Meno noti al grande pubblico, ma non per questo privi di interesse, sono la cicerchia, il lampascione e la portulaca, da sempre coltivati e consumati solo in alcune zone molto ristrette.
Nella lunga lista degli ortaggi insoliti ritroviamo anche verdure di pregio d’origine asiatica, africana o sud americana, ma che ben si adattano anche al nostro clima, come il pak choi, l’okra, la minzuna, il kiwano o il chayote. Non poteva mancare il lungo elenco di ortaggi nostrani, come la pastinaca, la scorza nera, il topinambur, l’erba di San Pietro, il farinaccio, che per secoli hanno rappresentato una preziosa fonte di nutrimento, ma che oggi sono caduti nell’oblio perché soppiantati da specie più produttive o semplicemente più richieste dal mercato.
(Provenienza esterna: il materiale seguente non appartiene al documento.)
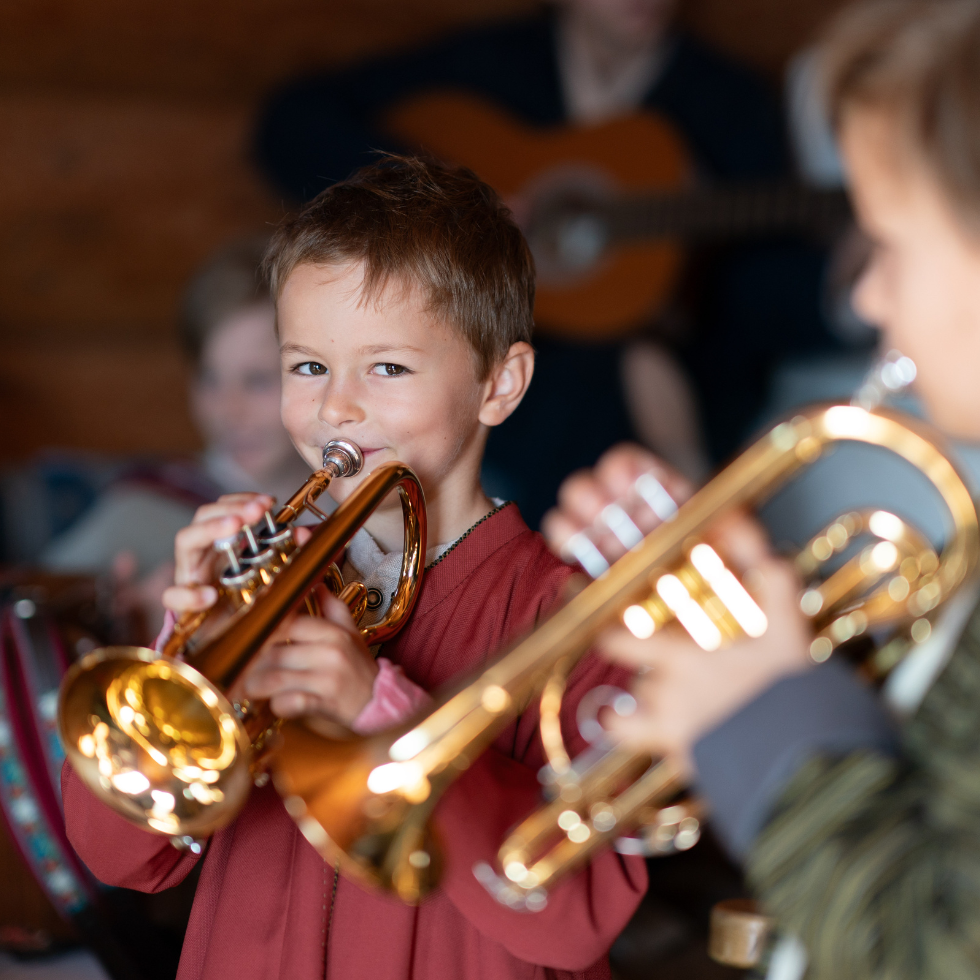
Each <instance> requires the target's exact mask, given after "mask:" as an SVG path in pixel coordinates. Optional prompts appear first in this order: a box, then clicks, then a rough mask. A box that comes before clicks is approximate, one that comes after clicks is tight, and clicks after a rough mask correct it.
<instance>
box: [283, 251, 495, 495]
mask: <svg viewBox="0 0 980 980" xmlns="http://www.w3.org/2000/svg"><path fill="white" fill-rule="evenodd" d="M362 276H363V270H362V267H361V265H360V264H359V263H350V264H345V265H330V266H323V265H319V266H317V265H311V264H304V265H300V266H298V267H297V268H296V269H295V270H294V271H293V272H292V273H291V274H290V276H289V278H288V279H287V281H286V284H285V286H284V288H283V290H282V295H281V296H280V298H279V304H278V317H279V341H280V345H281V347H280V350H281V358H282V420H283V423H284V424H285V426H286V428H287V429H288V430H289V434H290V435H291V436H292V439H293V443H294V444H295V445H296V448H297V449H298V450H299V451H300V454H301V455H302V456H303V457H304V459H306V461H307V462H308V463H309V464H310V465H311V466H314V467H319V466H320V465H321V455H322V450H323V446H324V444H325V443H327V442H329V441H330V440H331V439H349V440H351V441H353V442H354V443H356V444H357V445H358V446H359V447H360V448H361V450H362V451H363V453H364V464H365V465H364V471H363V474H366V473H368V472H370V471H371V470H373V469H375V468H376V467H377V466H378V465H379V464H380V463H382V462H386V461H388V460H394V459H397V460H401V461H402V462H405V463H408V464H409V465H410V466H412V468H413V469H414V470H415V472H416V473H417V474H418V476H419V478H420V480H421V481H422V485H423V487H424V488H425V491H426V494H427V495H432V494H436V493H438V492H439V490H440V489H441V488H444V487H445V485H446V481H447V480H450V479H451V478H452V477H453V475H454V474H456V473H461V472H464V471H465V472H469V471H472V470H473V468H474V465H475V466H476V468H477V470H478V466H479V459H480V457H481V456H482V452H483V446H484V442H485V439H486V432H487V429H486V428H485V427H484V426H483V425H482V424H481V422H480V420H479V415H480V410H481V406H482V404H483V400H484V395H485V391H486V389H487V385H488V383H487V382H481V381H478V380H477V373H476V355H475V353H474V352H473V350H472V348H471V347H470V346H469V344H468V343H467V342H466V340H465V339H464V338H463V337H461V336H460V334H459V333H458V332H457V331H456V330H454V329H452V328H451V327H450V326H449V325H447V324H446V323H444V322H442V321H441V320H439V319H438V318H436V317H435V316H433V315H432V314H431V313H429V312H428V311H427V310H426V305H425V303H424V302H423V301H422V299H421V298H420V296H419V294H418V293H417V292H416V291H413V290H409V289H404V288H402V284H401V283H397V282H392V283H390V284H389V285H388V286H387V287H386V288H385V290H384V291H383V292H382V293H381V294H380V295H379V296H378V297H376V298H371V299H365V298H364V296H363V294H362V291H361V282H362ZM363 474H362V477H360V478H355V479H353V480H343V481H339V482H338V483H335V484H334V485H333V486H332V487H331V488H330V489H331V494H332V495H333V496H334V497H335V498H336V499H338V500H343V499H344V498H345V497H346V496H347V495H348V494H349V493H350V491H351V490H353V488H354V487H355V486H356V485H357V484H358V483H360V481H361V479H362V478H363Z"/></svg>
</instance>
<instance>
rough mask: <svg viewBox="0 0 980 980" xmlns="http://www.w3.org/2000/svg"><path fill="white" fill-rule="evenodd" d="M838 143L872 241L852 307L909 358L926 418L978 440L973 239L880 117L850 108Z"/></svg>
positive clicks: (862, 110)
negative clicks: (913, 366) (923, 407)
mask: <svg viewBox="0 0 980 980" xmlns="http://www.w3.org/2000/svg"><path fill="white" fill-rule="evenodd" d="M841 145H842V149H843V152H844V156H845V159H846V162H847V168H848V173H849V175H850V179H851V187H852V192H853V196H854V202H855V207H856V209H857V212H858V217H859V219H860V223H861V226H862V228H863V229H864V231H865V232H866V234H867V235H868V236H869V237H870V238H871V241H872V244H873V251H872V255H871V258H870V260H869V262H868V265H867V267H866V269H865V272H864V274H863V275H862V277H861V279H860V280H859V282H858V284H857V286H856V287H855V293H854V304H855V307H856V308H857V310H858V312H859V313H860V314H861V315H862V316H863V317H864V318H865V319H867V320H868V321H870V322H871V323H874V324H876V325H877V326H879V327H880V328H881V330H882V331H883V333H884V344H885V346H886V347H894V348H897V349H898V350H900V351H902V353H904V354H907V355H908V356H909V357H911V358H912V359H913V360H914V361H915V363H916V366H917V368H918V377H917V380H916V391H917V393H918V394H919V395H920V396H921V398H922V400H923V402H924V404H925V407H926V409H927V411H928V413H929V416H930V418H931V419H932V420H933V421H934V422H935V423H936V424H937V425H938V426H940V428H942V429H944V430H945V431H946V432H947V433H948V434H949V435H951V436H954V437H958V438H962V439H970V440H976V439H980V384H978V383H977V373H978V371H980V237H974V236H973V235H972V234H971V233H970V232H969V231H967V230H966V226H965V222H961V221H960V220H957V216H956V214H955V211H954V206H953V205H952V204H951V202H950V201H949V200H948V199H947V198H946V197H945V195H944V194H943V193H942V190H941V189H940V187H939V184H938V183H937V181H936V180H935V179H934V178H933V177H932V175H931V174H930V173H929V171H928V170H927V168H926V167H925V166H924V165H923V164H921V163H920V162H918V161H916V160H914V159H913V158H912V155H911V154H910V153H909V152H908V151H903V149H902V145H901V143H900V141H899V139H898V134H897V131H896V128H895V126H894V124H893V122H892V121H891V120H890V119H888V118H887V117H885V116H883V115H882V114H880V113H875V112H872V111H870V110H860V109H856V110H852V111H851V113H850V114H849V116H848V117H846V118H845V123H844V126H843V128H842V132H841Z"/></svg>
In totale nel libro vengono presentati 36 tra ortaggi, piccoli frutti e tuberi, a ognuno dei quali è dedicata una scheda approfondita con tutte le informazioni necessarie per la coltivazione. Un modo semplice e concreto per rendere i nostri orti più variegati e contrastare il processo di impoverimento della biodiversità e della nostra stessa dieta.